Benvenuti nella nostra rubrica Monday Vibes, dove le sensazioni più intime e personali vengono raccontate attraverso la musica e i suoni che possono cambiare il vostro e il nostro lunedì. Apro parentesi, forse il giorno più tragico dell’intera settimana sia che tu sia uno studente, un lavoratore, un uomo di famiglia o una casalinga. Le Monday Vibes devono racchiudere in determinati pezzi molte sensazioni che facciano circolare il sangue nelle vene senza intoppi. Voi avete un brano preferito del lunedì mattina?
Io personalmente no! E appena mi sveglio ne ricerco qualcuno come un ossesso.
Questa volta volevo restare a Londra dopo aver assimilato a pieno il suono di Oscar Jerome e ci sono riuscito.
Le nostre Monday Vibes arrivano da un palazzone di Alma Estate a Enfield, nel nord di Londra. L’appartamento che le sprigiona è quello di Loraine James.

Julius Eastman scomparve nel maggio del 1990 e nessuno se ne accorse. Minimalista in tutto e soprattutto nelle composizioni. Precipitò nel tunnel della povertà, della droga e forse nell’Aids ma quest’ultimo non è mai stato confermato del tutto. Eastman all’epoca non fu l’ultimo, nello stesso periodo, altri pionieri di questo suono sono Arthur Russell e Walter Gibbons che purtroppo fecero la stessa fine.

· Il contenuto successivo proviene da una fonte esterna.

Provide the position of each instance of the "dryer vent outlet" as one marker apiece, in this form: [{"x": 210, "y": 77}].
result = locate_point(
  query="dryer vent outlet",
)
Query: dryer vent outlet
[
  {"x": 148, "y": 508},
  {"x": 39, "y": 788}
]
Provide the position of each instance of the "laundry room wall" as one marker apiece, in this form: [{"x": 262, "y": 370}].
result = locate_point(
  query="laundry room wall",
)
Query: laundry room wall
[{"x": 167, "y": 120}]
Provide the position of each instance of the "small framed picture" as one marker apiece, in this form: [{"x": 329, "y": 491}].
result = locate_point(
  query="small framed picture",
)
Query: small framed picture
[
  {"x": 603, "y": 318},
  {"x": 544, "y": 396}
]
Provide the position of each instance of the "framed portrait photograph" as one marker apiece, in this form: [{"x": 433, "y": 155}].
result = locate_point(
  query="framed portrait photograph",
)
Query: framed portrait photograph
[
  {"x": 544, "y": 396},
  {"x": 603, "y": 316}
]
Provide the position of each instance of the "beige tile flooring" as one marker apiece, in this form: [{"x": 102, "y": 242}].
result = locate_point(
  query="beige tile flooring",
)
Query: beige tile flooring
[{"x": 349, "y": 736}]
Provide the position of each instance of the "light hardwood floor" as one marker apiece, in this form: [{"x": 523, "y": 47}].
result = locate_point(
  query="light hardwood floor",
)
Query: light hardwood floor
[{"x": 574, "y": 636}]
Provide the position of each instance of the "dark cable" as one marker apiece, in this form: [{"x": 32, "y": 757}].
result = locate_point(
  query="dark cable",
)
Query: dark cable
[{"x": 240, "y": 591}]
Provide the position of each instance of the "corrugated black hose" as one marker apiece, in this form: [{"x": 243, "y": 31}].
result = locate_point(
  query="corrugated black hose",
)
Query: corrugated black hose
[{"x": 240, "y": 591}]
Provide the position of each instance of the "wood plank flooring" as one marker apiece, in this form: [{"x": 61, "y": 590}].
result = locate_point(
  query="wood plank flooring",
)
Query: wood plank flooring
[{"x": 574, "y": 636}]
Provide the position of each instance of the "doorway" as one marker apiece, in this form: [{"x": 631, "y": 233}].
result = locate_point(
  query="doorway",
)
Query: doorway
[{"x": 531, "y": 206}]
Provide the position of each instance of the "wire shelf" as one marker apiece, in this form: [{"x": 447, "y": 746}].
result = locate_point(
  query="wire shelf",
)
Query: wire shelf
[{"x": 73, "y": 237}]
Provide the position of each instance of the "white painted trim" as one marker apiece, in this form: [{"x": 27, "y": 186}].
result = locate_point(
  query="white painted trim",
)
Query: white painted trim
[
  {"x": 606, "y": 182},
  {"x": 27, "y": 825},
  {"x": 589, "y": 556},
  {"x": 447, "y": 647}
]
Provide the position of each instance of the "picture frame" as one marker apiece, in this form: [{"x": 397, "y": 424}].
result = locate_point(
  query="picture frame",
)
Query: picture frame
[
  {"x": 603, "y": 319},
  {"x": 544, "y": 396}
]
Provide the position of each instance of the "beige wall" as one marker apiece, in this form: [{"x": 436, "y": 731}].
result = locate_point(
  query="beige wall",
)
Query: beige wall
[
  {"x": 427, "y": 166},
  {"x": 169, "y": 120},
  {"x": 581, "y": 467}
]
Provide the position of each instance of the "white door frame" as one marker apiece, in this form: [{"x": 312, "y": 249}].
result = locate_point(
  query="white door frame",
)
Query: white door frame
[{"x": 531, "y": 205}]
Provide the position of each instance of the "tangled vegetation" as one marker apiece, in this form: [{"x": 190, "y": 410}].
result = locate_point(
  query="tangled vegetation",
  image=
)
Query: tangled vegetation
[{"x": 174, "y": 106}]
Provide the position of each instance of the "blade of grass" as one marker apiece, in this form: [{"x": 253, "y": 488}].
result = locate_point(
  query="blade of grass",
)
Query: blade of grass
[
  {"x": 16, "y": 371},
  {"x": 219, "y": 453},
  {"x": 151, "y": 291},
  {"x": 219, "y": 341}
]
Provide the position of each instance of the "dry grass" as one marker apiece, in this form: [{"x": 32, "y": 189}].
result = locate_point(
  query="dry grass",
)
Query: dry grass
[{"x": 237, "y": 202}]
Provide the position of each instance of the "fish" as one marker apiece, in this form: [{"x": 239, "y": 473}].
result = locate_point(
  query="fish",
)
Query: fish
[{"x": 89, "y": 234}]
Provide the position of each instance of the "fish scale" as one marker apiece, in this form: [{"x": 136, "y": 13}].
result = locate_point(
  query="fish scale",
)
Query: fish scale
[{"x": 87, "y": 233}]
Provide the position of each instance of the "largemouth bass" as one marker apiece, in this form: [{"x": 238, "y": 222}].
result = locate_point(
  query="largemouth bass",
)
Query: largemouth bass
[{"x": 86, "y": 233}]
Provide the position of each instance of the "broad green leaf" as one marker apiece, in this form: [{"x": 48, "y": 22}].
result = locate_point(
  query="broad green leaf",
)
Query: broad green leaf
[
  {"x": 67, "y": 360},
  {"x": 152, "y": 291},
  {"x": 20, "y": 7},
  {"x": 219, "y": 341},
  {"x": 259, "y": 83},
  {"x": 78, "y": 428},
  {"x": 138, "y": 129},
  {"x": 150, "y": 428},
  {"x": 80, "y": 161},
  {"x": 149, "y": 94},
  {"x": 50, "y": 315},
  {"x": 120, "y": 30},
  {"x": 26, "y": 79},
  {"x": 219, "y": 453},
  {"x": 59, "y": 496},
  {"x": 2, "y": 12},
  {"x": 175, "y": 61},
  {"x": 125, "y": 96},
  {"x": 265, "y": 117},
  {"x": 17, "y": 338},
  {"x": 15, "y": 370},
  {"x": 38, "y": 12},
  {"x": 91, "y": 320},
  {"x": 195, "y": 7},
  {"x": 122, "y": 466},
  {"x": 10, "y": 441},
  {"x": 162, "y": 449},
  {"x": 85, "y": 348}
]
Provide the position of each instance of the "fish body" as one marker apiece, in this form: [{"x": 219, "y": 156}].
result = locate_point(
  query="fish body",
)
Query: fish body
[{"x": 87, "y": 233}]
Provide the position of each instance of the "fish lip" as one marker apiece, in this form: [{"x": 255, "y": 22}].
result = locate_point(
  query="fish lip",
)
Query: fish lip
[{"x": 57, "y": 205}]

Questo Monday Vibes ha proprio il suono della musica di Eastman ma di lui poco ci è rimasto se non artisti che lo ricollegano a lui come John Cage, Rhys Chatham, Steve Reich e Morton Feldman.
Maestra di scuola prima ancora che musicista, Loraine ha una storia sonora lenta ma paziente e lungimirante.
Sotto l’etichetta Hyperdub, Loraine ha sempre creato trame spigolose in Idm ma il suo pentagramma non si è mai fermato nella dance. Whatever The Weather ad esempio è una connessione col fratello dello stesso Eastman che le offrì un’opportunità inedita: l’accesso diretto all’archivio, per creare una propria visione della musica di questo maestro scomparso.
La musica di Loraine James spesso sembra sul punto di precipitare nel caos. I ritmi in competizione non sono sincronizzati e lanciano scintille mentre raschiano i sentimenti dell’anima.

Le linee rette si piegano senza preavviso e le superfici lisce si scheggiano.
Scenario perfetto per un lunedì.
Piuttosto che conformarsi a una griglia ritmica perfettamente efficiente, i ritmi elettronici londinesi si contraggono e singhiozzano, come se fossero guidati da un clock MIDI andato in tilt.
Prendete ad esempio The Perception of Me: nell’originale Crazy N*, quattro pianoforti rimbombanti si alzano e si attenuano in modo imprevedibile, le tempeste e le dosi di tonalità romantiche che si accumulano suggeriscono ogni sorta di emozioni, alcune funeste, altre potenzialmente esilaranti. Ascoltarlo è come guardare una nuvola temporalesca in movimento. Tempo incerto che o si disperde o si scatena sopra la testa. Il pezzo di James elimina quelle tensioni armoniche mutevoli, generando con i suoi toni di synth in uno spazio freddo e pulito in cui la contemplazione sembra un processo privo di attriti.
Il suo ultimo EP dal titolo I DM U contiene solo tre brani ma ognuno di questi ha una forte identità sonora. Ci ritroviamo finalmente, come ad ogni sua uscita, davanti ad un’artista originale come non ne passano più ormai in questa vita.
Tirando le somme comunque vi posso dire che il suo suono è una pietra miliare emozionante, sopratutto per un EP che rifiuta di seguire le regole di chiunque altro.